You are likely to be shamed out of the ranks if your kids have the kinds of learning disabilities that preclude their becoming—at least! You can buy back into the ranks if you have enough money, influence, or celebrity.)A friend who declines to be identified describes his experience as a teenager in Jack and Jill: “You were taught to be an Adam Clayton Powell kind of black person. You learned how to dress up, and competed in memorizing long passages from Ellison’s Invisible Man or the Bible. If you succeeded in acting white, you succeeded at being an acceptable kind of black person.”Sigh.
She normally has trouble keeping her opinions to herself and even, spoilers to the public.
She purposely interferes with the characters to ensure that the story ends well.
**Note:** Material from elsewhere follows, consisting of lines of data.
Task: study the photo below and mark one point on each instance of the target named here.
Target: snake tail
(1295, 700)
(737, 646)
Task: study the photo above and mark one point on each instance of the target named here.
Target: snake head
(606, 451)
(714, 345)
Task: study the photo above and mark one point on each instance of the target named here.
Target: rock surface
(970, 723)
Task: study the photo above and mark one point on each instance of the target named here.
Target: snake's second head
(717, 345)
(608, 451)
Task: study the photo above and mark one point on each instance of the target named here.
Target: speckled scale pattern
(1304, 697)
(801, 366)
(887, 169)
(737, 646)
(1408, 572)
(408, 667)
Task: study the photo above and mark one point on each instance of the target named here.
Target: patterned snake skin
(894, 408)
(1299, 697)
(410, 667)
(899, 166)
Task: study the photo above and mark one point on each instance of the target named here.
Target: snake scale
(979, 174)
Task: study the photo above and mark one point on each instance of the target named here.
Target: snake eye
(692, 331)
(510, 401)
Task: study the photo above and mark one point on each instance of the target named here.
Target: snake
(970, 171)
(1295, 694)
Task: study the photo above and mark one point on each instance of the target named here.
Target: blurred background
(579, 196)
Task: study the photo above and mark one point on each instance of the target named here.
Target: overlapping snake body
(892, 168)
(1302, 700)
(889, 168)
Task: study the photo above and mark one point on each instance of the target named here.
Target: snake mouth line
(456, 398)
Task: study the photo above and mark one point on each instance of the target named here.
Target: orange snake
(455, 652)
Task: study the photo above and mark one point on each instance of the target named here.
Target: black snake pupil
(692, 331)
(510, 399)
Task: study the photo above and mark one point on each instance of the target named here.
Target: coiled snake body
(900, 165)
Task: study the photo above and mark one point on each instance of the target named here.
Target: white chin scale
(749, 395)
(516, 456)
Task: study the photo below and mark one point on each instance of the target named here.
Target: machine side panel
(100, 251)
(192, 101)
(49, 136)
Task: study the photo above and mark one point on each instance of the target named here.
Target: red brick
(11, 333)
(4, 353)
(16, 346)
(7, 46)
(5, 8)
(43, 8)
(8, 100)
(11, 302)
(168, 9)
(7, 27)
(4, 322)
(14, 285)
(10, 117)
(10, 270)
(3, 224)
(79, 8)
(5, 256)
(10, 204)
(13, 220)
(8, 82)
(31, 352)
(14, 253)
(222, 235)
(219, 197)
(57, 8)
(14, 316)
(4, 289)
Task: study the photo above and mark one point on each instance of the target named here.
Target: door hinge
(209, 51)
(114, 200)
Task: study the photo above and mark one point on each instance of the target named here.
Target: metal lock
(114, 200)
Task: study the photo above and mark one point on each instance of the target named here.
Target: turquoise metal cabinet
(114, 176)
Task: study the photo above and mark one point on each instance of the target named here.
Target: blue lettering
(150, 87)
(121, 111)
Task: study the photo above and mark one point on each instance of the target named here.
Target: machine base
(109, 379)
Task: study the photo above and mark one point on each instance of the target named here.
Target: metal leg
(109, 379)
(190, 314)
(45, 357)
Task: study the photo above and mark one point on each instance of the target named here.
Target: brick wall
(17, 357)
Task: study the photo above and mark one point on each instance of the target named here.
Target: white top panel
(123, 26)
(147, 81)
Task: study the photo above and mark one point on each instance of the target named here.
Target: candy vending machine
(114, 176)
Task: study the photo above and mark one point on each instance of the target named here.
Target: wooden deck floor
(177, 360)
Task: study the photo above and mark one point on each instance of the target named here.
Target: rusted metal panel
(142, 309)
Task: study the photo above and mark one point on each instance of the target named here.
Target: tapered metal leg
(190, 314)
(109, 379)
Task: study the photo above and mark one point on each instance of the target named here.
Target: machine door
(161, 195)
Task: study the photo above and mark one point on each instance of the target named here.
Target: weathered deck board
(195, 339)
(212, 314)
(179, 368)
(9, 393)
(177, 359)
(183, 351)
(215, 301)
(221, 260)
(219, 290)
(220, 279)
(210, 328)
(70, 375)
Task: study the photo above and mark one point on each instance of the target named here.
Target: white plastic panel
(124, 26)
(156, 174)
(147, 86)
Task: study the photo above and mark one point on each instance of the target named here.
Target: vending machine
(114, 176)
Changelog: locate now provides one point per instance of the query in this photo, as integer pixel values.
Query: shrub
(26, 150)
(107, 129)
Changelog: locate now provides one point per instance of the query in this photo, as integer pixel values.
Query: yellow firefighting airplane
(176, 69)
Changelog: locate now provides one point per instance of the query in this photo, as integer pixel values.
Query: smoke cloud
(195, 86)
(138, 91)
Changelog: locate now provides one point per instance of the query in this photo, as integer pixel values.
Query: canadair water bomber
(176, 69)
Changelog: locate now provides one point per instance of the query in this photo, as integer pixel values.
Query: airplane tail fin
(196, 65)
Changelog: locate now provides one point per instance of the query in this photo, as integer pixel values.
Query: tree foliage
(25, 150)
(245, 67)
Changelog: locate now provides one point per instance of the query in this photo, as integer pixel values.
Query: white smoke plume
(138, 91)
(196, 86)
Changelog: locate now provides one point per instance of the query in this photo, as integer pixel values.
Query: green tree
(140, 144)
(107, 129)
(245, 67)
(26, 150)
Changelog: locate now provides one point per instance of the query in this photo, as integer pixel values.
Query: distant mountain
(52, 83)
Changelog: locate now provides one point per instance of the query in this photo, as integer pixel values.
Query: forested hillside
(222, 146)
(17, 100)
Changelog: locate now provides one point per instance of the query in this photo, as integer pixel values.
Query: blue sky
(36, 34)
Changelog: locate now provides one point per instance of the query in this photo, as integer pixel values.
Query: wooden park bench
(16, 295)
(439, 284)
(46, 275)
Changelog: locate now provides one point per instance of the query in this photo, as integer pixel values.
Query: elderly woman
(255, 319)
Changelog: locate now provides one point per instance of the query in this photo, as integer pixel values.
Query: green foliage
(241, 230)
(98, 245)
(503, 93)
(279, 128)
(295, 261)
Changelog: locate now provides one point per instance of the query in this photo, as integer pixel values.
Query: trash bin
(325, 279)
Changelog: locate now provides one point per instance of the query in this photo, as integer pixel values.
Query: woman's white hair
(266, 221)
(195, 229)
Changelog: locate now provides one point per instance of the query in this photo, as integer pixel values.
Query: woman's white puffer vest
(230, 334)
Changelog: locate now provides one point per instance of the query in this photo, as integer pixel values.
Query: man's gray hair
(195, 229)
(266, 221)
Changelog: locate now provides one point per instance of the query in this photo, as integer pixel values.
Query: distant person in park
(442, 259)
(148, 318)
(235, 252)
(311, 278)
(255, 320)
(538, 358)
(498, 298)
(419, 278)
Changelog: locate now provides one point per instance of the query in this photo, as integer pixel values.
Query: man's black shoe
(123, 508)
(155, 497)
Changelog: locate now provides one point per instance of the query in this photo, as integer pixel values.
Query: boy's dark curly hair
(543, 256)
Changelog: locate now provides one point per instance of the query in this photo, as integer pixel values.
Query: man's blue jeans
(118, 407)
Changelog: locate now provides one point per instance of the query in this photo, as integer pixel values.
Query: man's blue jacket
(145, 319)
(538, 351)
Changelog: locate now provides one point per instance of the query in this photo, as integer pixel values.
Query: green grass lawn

Cupid recently switched schools due to an assignment from her dad.
But maybe we’re poised for a new, more mixed up chapter in all this.
Last year, Michele Obama was made an honorary member of the Alpha Kappa Alpha, one of the oldest black sororities.
For those whose only exposure to upper class African American social organizations may be the black student organization on one’s college or grad school campus, well, brace yourselves: there’s a world of black debutantes out there, and they mean to do serious, social-climbing business, the wheels of their black BMWs and silver Mercedes Benzes sinking up to their plantinum hubcaps in the soft white sand of the beaches on Martha’s Vineyard, the North Fork of Long Island, and the islands off the coast of South Carolina.
Colson Whitehead’s novel, Sag Harbor, reveals a glimpse of this Cosby-inflected world of strivers, arrivistes and “black boys with summer houses.” These relatively well-off African Americans come largely from the ranks of what the novel’s narrator describes as “the magic seven”: doctors, dentists, lawyers, preachers, teachers, nurses, and undertakers.
In the first place, Obama’s mother was white, and membership in organizations such as Jack and Jill depends on mama-geniture (mother must be African-descended; it’s not as important that one’s father be black).
And since both of Michelle Obama’s parents were working class, it’s doubtful that they would have considered the hefty fees and consuming time commitments a priority, even assuming they’d have met the more social-climbing criteria that a number of such clubs emphasize.
This less-narrowly bounded vision of who can be a resource for whom is democratizing, energizing, a welcome step forward toward a collective future of mutual regard. Williams is the author of The Alchemy of Race and Rights; The Rooster's Egg; and Seeing a Color Blind Future: The Paradox of Race.